Advancing Autonomous Incident Response: Leveraging LLMs and Cyber Threat Intelligence
Amine Tellache, Abdelaziz Amara Korba, Amdjed Mokhtari, Horea Moldovan, Yacine Ghamri-Doudane
TL;DR
The paper tackles IR bottlenecks from alert fatigue and fragmented CTI by introducing a Retrieval-Augmented Generation framework that fuses dynamic CTI with SIEM alerts through a hybrid retrieval strategy (CTI API queries and NLP-based vector similarity). It eliminates the need for frequent fine-tuning by embedding CTI reports into a vector store and employs LLM-driven generation to produce actionable incident response plans. A dual evaluation framework—automated LLM scoring complemented by cybersecurity experts—assesses answer relevance, context relevance, and groundedness on real-world and simulated alerts, demonstrating improved accuracy, contextualization, and efficiency with some context-relevance limitations due to CTI/IOC gaps. The approach significantly eases analyst workload and reduces response latency, laying a foundation for adaptive, intelligent security operations that can ingest new CTI data in real time.
Abstract
Effective incident response (IR) is critical for mitigating cyber threats, yet security teams are overwhelmed by alert fatigue, high false-positive rates, and the vast volume of unstructured Cyber Threat Intelligence (CTI) documents.
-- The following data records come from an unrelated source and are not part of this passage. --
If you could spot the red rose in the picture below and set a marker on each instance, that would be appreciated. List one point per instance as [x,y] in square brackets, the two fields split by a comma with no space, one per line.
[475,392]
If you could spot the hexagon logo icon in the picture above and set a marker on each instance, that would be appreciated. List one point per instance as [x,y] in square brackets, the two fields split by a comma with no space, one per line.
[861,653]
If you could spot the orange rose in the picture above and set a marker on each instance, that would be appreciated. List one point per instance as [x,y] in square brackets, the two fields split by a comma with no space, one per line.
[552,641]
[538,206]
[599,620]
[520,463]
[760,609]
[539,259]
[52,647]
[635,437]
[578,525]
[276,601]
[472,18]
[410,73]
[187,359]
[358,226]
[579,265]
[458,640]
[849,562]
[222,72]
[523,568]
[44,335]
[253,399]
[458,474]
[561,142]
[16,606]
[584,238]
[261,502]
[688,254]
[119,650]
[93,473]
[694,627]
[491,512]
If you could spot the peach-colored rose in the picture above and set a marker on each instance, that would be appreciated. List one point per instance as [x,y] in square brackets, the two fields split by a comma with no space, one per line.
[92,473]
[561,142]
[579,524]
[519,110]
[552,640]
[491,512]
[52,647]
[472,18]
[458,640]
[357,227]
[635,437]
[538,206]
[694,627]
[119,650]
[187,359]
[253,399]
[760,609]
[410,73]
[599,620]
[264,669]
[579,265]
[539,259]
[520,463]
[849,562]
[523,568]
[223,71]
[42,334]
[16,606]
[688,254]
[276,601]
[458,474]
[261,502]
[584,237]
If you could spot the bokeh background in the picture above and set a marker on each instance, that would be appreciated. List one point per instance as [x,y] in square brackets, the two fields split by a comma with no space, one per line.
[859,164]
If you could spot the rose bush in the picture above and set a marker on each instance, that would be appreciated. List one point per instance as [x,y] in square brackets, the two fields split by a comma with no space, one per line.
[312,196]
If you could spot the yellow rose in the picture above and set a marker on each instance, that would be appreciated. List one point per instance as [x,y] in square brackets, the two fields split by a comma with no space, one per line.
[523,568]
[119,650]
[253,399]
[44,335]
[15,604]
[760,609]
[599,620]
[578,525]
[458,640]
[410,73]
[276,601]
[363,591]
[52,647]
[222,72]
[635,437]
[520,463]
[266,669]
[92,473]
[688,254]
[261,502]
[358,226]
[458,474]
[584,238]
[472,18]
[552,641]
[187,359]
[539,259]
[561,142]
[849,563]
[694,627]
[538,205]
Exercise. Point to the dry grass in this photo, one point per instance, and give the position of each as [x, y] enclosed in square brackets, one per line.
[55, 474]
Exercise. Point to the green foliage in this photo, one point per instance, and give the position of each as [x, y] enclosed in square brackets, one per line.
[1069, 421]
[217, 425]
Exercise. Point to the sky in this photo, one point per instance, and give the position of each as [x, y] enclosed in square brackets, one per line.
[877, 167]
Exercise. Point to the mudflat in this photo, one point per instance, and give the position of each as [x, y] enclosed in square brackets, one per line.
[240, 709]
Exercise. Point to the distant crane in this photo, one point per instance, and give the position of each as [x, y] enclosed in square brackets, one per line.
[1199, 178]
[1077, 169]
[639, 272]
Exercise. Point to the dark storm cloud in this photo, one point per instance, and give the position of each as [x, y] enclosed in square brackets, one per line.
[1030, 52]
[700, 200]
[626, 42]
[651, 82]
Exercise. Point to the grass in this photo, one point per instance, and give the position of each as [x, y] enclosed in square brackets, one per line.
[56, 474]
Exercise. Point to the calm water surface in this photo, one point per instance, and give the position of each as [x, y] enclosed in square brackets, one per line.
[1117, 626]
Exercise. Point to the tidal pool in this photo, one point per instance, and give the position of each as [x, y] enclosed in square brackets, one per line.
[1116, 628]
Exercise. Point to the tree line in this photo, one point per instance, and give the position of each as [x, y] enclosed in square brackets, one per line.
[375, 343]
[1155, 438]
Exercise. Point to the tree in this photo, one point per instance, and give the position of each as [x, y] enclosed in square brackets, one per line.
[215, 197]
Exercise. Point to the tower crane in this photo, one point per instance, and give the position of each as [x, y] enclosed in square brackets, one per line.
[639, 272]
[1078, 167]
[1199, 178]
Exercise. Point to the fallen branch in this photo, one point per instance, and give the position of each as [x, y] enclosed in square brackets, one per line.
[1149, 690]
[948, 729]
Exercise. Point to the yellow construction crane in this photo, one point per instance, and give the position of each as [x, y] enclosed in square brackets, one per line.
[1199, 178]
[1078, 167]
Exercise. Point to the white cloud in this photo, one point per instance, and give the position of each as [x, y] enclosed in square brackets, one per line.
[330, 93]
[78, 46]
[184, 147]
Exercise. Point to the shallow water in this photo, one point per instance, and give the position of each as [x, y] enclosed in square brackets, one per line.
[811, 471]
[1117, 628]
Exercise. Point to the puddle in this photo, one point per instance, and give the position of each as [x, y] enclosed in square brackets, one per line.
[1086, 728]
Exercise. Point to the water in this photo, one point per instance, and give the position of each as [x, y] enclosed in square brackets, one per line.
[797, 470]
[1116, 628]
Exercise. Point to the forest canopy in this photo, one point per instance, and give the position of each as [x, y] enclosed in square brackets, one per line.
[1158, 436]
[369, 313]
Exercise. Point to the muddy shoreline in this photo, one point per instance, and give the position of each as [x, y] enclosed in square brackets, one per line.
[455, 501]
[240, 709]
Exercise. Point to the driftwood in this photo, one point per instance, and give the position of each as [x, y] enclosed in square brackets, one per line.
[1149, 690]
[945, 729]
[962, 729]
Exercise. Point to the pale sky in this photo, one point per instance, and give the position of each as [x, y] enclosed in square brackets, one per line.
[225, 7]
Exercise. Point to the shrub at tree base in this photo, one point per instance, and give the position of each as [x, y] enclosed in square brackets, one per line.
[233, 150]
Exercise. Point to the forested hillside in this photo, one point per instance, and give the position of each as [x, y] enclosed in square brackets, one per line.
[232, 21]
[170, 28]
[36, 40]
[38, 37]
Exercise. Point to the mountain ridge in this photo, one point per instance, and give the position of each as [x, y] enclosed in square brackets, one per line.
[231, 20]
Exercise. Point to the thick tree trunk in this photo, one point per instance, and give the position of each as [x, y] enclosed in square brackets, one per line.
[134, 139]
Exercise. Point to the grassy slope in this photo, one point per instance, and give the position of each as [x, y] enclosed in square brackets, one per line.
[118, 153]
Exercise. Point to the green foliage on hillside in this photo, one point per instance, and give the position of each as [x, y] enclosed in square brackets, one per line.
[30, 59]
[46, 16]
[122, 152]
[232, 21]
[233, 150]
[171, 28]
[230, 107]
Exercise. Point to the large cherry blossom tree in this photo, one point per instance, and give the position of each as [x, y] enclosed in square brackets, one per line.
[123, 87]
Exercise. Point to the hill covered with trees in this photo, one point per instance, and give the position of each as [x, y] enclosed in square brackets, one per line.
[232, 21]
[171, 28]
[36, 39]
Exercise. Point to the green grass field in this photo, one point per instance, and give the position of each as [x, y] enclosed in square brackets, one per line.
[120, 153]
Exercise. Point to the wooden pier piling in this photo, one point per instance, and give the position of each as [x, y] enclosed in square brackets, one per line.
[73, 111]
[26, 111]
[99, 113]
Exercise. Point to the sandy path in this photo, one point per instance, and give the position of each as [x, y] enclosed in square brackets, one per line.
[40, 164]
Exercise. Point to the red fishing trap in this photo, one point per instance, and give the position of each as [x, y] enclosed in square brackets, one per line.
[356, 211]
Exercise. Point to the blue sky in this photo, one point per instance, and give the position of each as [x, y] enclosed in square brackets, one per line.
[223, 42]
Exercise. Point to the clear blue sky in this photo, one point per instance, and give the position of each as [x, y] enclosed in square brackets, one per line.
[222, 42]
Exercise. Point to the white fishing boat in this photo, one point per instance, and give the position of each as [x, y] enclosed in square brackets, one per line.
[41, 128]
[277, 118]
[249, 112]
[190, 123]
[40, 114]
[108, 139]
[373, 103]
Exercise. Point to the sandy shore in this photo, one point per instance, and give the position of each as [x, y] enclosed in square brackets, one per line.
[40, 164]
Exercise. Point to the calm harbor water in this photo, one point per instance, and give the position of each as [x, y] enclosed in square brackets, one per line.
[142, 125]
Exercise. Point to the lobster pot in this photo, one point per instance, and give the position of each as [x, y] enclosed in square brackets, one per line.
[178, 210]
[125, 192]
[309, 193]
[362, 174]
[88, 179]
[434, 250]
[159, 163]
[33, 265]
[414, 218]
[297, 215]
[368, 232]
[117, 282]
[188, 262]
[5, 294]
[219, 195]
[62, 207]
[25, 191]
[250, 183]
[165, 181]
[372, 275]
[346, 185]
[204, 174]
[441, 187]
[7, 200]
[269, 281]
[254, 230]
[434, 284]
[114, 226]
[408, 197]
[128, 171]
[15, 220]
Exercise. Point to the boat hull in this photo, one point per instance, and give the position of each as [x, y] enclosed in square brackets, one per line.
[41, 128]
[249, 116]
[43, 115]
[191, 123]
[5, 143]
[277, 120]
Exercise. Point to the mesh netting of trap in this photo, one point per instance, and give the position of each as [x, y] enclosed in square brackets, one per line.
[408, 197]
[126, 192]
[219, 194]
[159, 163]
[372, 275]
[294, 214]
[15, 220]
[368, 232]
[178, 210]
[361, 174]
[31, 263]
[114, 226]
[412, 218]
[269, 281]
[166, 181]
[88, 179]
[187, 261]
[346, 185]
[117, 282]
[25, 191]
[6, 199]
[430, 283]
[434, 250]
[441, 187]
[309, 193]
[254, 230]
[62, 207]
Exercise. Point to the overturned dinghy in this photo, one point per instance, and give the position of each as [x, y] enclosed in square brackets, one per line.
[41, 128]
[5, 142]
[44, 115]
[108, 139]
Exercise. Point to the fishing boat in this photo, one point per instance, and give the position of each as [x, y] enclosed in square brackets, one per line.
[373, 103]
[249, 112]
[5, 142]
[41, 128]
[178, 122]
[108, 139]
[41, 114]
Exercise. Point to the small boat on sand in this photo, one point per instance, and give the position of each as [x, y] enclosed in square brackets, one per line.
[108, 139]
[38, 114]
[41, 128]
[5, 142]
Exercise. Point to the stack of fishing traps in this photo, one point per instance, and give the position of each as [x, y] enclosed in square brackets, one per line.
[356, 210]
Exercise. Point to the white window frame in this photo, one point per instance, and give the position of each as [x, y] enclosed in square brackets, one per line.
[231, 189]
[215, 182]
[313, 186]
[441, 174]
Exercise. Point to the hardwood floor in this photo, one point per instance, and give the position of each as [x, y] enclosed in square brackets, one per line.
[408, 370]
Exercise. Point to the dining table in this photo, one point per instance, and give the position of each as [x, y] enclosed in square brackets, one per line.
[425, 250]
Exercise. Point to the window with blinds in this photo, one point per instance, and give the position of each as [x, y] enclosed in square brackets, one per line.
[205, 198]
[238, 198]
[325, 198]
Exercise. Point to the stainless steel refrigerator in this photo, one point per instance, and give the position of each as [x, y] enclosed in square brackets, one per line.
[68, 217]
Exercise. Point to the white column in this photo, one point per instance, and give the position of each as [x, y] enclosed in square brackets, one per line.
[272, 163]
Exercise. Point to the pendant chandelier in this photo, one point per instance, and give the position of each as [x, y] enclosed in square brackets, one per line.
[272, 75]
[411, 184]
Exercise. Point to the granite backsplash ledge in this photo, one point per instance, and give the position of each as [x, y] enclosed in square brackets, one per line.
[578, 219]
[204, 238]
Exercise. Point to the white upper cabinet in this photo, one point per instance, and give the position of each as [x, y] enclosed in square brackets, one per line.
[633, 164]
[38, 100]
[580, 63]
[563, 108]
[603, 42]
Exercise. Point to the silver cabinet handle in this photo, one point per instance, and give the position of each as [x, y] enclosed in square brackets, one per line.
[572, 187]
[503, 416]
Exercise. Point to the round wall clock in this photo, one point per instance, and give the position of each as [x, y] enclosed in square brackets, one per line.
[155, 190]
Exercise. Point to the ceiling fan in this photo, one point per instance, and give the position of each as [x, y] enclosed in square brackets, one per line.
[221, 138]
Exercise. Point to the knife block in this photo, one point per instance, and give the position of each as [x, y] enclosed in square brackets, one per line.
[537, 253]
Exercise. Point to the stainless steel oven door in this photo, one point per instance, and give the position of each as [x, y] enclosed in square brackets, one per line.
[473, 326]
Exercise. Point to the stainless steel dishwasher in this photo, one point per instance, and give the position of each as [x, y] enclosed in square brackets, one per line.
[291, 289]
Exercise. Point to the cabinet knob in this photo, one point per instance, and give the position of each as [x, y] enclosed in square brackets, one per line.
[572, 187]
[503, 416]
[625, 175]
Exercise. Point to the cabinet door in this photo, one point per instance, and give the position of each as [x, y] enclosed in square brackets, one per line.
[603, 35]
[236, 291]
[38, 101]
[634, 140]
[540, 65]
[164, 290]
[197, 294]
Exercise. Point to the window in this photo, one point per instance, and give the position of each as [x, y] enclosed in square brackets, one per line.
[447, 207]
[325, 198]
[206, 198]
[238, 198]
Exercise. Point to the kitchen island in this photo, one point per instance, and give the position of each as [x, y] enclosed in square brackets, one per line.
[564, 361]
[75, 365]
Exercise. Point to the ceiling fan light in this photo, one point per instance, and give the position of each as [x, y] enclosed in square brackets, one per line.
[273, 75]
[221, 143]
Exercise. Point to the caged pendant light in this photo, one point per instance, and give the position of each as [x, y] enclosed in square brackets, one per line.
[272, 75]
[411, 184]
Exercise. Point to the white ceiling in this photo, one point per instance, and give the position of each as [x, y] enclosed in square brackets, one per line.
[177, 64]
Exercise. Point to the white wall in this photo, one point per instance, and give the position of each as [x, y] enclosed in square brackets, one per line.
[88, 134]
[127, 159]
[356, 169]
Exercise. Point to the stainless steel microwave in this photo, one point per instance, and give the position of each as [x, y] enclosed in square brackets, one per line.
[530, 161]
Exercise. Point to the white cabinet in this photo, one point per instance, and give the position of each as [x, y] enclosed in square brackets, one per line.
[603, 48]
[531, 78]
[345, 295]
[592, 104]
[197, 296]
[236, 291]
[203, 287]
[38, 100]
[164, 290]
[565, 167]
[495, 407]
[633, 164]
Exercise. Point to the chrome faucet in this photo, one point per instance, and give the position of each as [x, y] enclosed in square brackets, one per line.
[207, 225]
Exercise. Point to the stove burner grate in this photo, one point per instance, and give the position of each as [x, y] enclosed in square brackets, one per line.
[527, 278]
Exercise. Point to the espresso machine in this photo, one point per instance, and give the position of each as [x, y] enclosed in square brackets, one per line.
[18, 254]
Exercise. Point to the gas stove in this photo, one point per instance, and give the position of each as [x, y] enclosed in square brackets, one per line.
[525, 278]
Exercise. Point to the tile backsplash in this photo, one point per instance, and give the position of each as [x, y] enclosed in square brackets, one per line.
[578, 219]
While CTI holds immense potential for enriching security operations, its extensive and fragmented nature makes manual analysis time-consuming and resource-intensive. To bridge this gap, we introduce a novel Retrieval-Augmented Generation (RAG)-based framework that leverages Large Language Models (LLMs) to automate and enhance IR by integrating dynamically retrieved CTI. Our approach introduces a hybrid retrieval mechanism that combines NLP-based similarity searches within a CTI vector database with standardized queries to external CTI platforms, facilitating context-aware enrichment of security alerts. The augmented intelligence is then leveraged by an LLM-powered response generation module, which formulates precise, actionable, and contextually relevant incident mitigation strategies. We propose a dual evaluation paradigm, wherein automated assessment using an auxiliary LLM is systematically cross-validated by cybersecurity experts. Empirical validation on real-world and simulated alerts demonstrates that our approach enhances the accuracy, contextualization, and efficiency of IR, alleviating analyst workload and reducing response latency. This work underscores the potential of LLM-driven CTI fusion in advancing autonomous security operations and establishing a foundation for intelligent, adaptive cybersecurity frameworks.